Neil Young: Zehn seiner besten Songs In Würde Rockstar sein

Von Bernd Haasis 

Der kanadische Rockmusiker Neil Young ist in vielerlei Hinsicht ein Solitär mit seiner leicht rostigen Stimme, seinem unorthodoxen Gitarrenspiel und seinen großen Kompositionen. Online stellt er sein Werk vorerst gratis als Stream zur Verfügung. Wir haben zehn unserer liebsten Young-Songs bei Youtube ausgewählt.

Stuttgart - Neil Young gehört zu den großen Autoren im Rock’n’Roll-Zirkus. Die folgende Auswahl umfasst zehn seiner markantesten Stücke, die der Künstler seit Kurzem gratis im Netz zur Verfügung stellt – in exzellenter Audioqualität, auf die er besonderen Wert legt. Aber vielleicht funktionieren ja auch Youtube-Links als Appetitanreger.

1. Cinnamon Girl (1969)

Kantiger Riff-Rock über einen Musiker, der davon träumt, dass zwischen den Konzerten ein Mädchen auf ihn wartet.

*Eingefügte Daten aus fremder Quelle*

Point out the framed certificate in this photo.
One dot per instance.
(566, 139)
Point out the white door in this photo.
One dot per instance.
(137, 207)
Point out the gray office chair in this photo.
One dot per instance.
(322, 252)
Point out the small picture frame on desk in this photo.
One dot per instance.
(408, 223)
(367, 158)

2. Cowgirl in the Sand (1969)

Eine zuckersüße Rock-Hymne mit Westcoast-Touch und jener Art von winselndem Gitarrensolo, die einzig Neil Young beherrscht.

3. Heart of Gold (1972)

Wie ein Schwebezustand kommt dieser Country-Folk-Song daher, getragen von den magischen Klängen der Pedal Steel Guitar und der Mundharmonika.

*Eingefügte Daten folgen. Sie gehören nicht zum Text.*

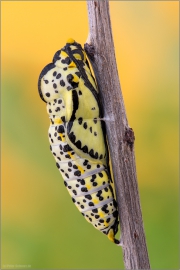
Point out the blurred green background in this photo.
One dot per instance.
(41, 229)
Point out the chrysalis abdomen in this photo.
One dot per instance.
(77, 137)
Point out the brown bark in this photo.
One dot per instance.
(100, 49)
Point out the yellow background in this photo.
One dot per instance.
(40, 226)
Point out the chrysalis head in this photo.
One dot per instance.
(55, 77)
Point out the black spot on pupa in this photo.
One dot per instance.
(85, 125)
(91, 204)
(60, 129)
(85, 149)
(80, 120)
(57, 164)
(62, 83)
(78, 74)
(77, 173)
(89, 197)
(84, 189)
(78, 144)
(58, 76)
(91, 153)
(72, 137)
(67, 148)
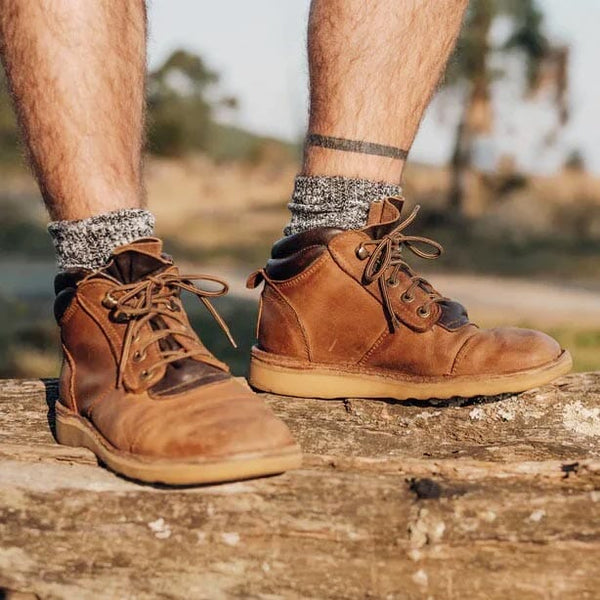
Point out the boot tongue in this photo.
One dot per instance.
(383, 217)
(133, 262)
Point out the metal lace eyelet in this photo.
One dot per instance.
(146, 374)
(120, 317)
(108, 301)
(423, 312)
(138, 356)
(362, 253)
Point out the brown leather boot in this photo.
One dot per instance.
(140, 390)
(343, 315)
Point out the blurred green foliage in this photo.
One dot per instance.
(183, 99)
(183, 102)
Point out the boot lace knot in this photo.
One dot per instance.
(155, 301)
(386, 262)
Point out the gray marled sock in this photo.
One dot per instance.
(334, 202)
(88, 243)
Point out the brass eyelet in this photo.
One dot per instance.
(362, 253)
(139, 356)
(120, 317)
(146, 374)
(108, 301)
(423, 312)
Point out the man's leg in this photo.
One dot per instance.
(77, 73)
(137, 386)
(343, 313)
(373, 69)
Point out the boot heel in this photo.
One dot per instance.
(68, 431)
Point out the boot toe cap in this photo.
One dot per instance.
(505, 350)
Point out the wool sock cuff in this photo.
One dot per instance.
(341, 202)
(88, 243)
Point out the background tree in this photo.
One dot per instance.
(472, 69)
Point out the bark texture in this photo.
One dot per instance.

4. The Needle and The Damage Done (1972)

Diese einfühlsame Ballade über Heroinsucht hat Neil Young Danny Whitten gewidmet, dem Gitarristen seiner Band Crazy Horse, der 1972 an einer Überdosis starb.

5. On the Beach (1974)

Zum langsamen Blues denkt Young darüber nach, wie klein menschliche Probleme erscheinen angesichts der schwindenden Zeit: „The world is turning, I hope it don’t turn away“, singt er.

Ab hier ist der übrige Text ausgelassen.